Life Is All You Get Review

Life Is All You Get
After he loses his job, his father, and his girlfriend, Jan's life is a shambles. Then suddenly he meets freakish street musician Vera, and a bittersweet romance unfolds...

by Julie Stevens |
Published on
Release Date:

17 Jul 1998

Running Time:

115 minutes



Original Title:

Life Is All You Get

Having cast an envious eye Blighty-wards and spotted a film industry booming on the back of its kitchen sink comedies, it's perhaps no surprise that Wolfgang Becker's German export flagrantly tries to imitate the formula in the pursuit of international success.

But since the words "German" and "comedy" have never enjoyed much of an association in the eyes of the world, it's little wonder that Becker's offering - a tale of lowly Berliners struggling to come to terms with the twists, turns and savagery of modern life in their reunified crossroads city - is less in the style of The Full Monty and more a comprehensive hijack of the territory inhabited by Ken Loach and Mike Leigh. But without the laughs.

Around the very British style, hangs a series of anecdotal episodes involving dreamy, out-of-work butcher Jan Nebel (Vogel). Down on his luck, Jan quite literally runs into Vera (Paul), the love of his life, in the midst of a Berlin riot.
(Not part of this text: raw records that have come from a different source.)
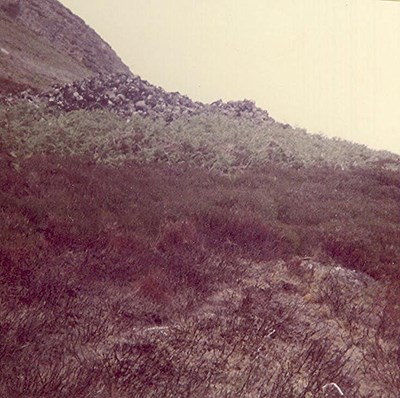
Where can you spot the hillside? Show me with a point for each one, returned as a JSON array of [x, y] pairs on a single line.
[[154, 246], [41, 44]]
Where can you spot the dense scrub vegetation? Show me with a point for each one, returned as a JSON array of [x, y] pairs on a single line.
[[131, 268]]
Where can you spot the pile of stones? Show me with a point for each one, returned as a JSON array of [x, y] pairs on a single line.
[[125, 95]]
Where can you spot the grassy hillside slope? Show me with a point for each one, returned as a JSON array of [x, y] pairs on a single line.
[[136, 263]]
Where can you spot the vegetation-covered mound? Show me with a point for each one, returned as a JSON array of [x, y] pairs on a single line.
[[193, 258]]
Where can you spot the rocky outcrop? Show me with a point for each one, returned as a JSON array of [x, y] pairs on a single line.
[[126, 94]]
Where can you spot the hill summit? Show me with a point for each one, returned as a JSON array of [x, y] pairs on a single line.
[[43, 43]]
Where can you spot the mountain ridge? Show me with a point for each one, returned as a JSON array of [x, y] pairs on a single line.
[[43, 43]]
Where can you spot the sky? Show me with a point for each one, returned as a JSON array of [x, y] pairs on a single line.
[[329, 66]]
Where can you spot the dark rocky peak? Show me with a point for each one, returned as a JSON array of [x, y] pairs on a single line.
[[65, 31], [43, 43]]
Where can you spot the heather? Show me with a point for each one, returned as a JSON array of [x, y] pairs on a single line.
[[156, 278]]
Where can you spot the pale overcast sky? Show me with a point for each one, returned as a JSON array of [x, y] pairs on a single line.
[[329, 66]]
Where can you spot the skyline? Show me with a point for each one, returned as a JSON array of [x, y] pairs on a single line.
[[328, 67]]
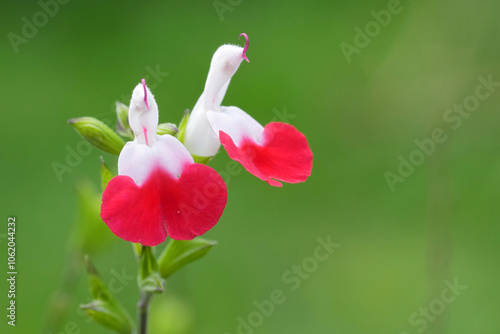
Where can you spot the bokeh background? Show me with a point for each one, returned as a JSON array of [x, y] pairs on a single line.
[[397, 248]]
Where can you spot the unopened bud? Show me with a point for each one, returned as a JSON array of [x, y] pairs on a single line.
[[98, 134], [167, 129], [122, 125]]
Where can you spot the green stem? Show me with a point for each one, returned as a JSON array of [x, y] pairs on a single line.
[[143, 308]]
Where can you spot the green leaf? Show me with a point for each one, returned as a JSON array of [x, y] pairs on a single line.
[[90, 234], [149, 278], [98, 134], [106, 174], [105, 315], [167, 129], [182, 126], [122, 125], [105, 309], [181, 252]]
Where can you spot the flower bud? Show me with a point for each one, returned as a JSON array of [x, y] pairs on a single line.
[[167, 129], [98, 134]]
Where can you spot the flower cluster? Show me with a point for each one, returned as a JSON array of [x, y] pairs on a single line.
[[162, 190]]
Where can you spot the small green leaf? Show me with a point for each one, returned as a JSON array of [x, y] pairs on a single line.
[[181, 252], [149, 278], [105, 309], [122, 125], [167, 129], [98, 134], [182, 126], [106, 174], [90, 234], [105, 315]]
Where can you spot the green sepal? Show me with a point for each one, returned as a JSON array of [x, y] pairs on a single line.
[[103, 314], [181, 252], [149, 278], [182, 126], [167, 129], [106, 174], [98, 134], [105, 309], [201, 160], [122, 124], [90, 234], [137, 250]]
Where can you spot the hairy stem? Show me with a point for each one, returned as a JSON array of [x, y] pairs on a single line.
[[143, 308]]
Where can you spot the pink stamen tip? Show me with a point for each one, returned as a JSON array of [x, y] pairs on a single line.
[[145, 93], [246, 46]]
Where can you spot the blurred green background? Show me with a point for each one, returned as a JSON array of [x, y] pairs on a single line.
[[397, 248]]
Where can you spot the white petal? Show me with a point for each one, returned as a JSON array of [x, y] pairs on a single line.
[[200, 138], [137, 161], [225, 63], [171, 155], [143, 118], [236, 123]]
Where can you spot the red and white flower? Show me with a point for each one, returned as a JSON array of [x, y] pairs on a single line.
[[276, 152], [159, 191]]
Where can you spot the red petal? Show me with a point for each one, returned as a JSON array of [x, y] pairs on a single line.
[[182, 207], [284, 155]]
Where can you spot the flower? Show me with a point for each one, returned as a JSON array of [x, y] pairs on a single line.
[[159, 191], [275, 152]]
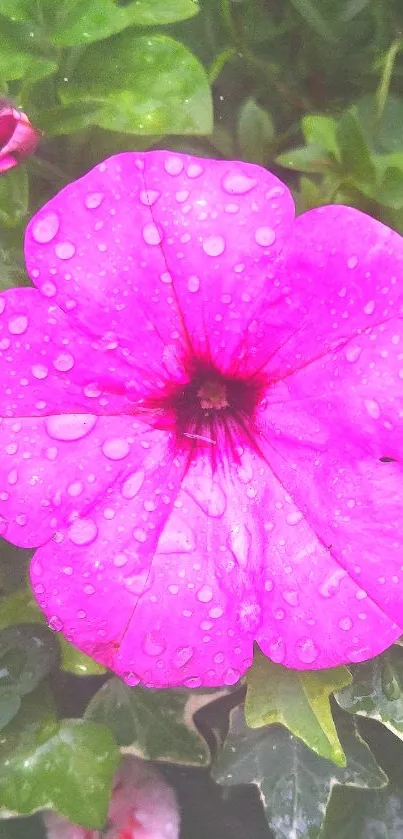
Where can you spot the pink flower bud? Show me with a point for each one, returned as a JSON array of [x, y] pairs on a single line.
[[18, 138], [142, 806]]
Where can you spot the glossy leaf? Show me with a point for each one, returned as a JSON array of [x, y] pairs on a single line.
[[255, 132], [144, 85], [297, 699], [20, 607], [64, 765], [13, 196], [354, 152], [77, 22], [156, 725], [377, 690], [312, 158], [295, 784]]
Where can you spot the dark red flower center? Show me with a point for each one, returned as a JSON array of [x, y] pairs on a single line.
[[212, 409]]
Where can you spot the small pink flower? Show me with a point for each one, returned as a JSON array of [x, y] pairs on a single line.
[[18, 138], [203, 422], [143, 806]]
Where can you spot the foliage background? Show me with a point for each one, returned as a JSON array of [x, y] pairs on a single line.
[[311, 89]]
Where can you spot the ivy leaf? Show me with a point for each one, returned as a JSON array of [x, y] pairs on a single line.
[[295, 784], [64, 765], [76, 22], [156, 725], [143, 85], [355, 156], [297, 699], [255, 131], [20, 607], [312, 158], [13, 196], [377, 690]]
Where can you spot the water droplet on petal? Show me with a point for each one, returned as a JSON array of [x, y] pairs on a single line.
[[307, 652], [18, 324], [238, 184], [83, 531], [64, 362], [152, 646], [116, 448], [193, 283], [173, 165], [214, 245], [183, 656], [93, 200], [132, 484], [70, 426], [265, 236], [65, 250], [44, 229], [151, 234], [205, 594]]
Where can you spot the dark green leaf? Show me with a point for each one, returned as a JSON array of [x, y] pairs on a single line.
[[67, 765], [294, 783], [255, 131], [13, 196], [354, 152], [297, 699], [75, 22], [144, 85], [377, 690], [157, 725], [307, 159], [320, 131]]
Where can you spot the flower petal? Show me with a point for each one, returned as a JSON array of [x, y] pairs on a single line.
[[222, 225]]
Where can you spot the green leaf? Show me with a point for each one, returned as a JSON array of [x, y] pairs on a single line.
[[309, 10], [66, 766], [256, 132], [13, 196], [307, 159], [157, 725], [377, 690], [19, 57], [143, 85], [390, 191], [364, 815], [354, 152], [297, 699], [295, 784], [20, 607], [320, 131], [75, 22]]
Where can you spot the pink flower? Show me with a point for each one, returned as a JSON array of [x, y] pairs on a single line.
[[203, 422], [143, 806], [18, 138]]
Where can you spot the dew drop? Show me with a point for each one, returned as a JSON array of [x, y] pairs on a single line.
[[214, 245], [18, 324], [237, 184], [65, 250], [45, 228], [116, 448], [205, 594], [70, 426], [152, 646], [64, 362], [193, 283], [132, 485], [265, 236], [93, 200], [83, 531], [151, 234], [307, 652]]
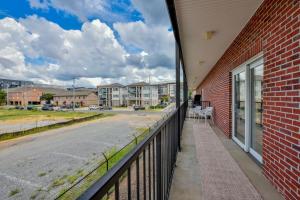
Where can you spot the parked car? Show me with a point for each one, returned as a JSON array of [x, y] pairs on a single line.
[[48, 107], [19, 107], [31, 107], [105, 108], [94, 107], [136, 108]]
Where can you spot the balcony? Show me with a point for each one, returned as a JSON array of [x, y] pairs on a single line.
[[208, 166]]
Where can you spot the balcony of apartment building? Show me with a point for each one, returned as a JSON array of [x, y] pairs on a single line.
[[243, 58]]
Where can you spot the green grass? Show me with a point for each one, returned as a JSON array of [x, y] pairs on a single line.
[[13, 192], [42, 174], [8, 136], [13, 114], [114, 157]]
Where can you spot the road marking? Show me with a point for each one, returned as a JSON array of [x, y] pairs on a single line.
[[71, 156], [99, 142], [19, 180]]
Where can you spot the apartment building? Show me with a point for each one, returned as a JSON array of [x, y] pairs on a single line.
[[8, 83], [142, 94], [167, 90], [79, 97], [112, 95], [29, 95]]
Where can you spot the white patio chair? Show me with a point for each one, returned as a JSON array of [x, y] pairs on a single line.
[[207, 112], [195, 112]]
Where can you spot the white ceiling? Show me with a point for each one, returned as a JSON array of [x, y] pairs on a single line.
[[195, 17]]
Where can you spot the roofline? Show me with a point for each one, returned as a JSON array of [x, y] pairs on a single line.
[[173, 18]]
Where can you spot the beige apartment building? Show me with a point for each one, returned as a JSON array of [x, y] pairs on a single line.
[[29, 95], [80, 98]]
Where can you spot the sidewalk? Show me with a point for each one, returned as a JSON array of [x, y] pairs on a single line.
[[206, 170]]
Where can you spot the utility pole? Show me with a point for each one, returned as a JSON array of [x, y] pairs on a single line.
[[73, 94], [7, 100], [150, 90]]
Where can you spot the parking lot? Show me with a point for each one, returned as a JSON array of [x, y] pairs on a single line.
[[30, 166]]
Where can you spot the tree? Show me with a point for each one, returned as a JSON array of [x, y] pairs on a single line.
[[2, 97], [165, 99], [47, 97]]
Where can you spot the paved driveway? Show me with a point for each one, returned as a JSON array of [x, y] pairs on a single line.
[[30, 165]]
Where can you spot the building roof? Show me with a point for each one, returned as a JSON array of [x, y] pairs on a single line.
[[111, 85], [138, 84], [44, 89], [76, 93]]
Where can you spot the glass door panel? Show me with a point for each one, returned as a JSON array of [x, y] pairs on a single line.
[[256, 76], [239, 106]]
During the course of the pair's up-and-down affair, Jan - who may or may not be HIV positive following a brief liaison with an abattoir worker - is befriended by ageing teddy boy Buddy (Loach regular Tomlinson, here dubbed into German) and has to cope with the faintly comical death of his father, along with the ongoing integration of his immediate family ties.

It's hardly knockabout material and for the most part Becker's pacy feature errs on the side of kitchenette drama with just a few sight gags thrown in for good measure.

Featuring topnotch work from a lively cast - and that includes Tomlinson, who transcends the language barrier to shine brightly - there's still a lot to be said for a quietly impressive little urban drama, which proves if German cinema is looking to rediscover its place in the world, then Life Is All You Get isn't a bad starting point.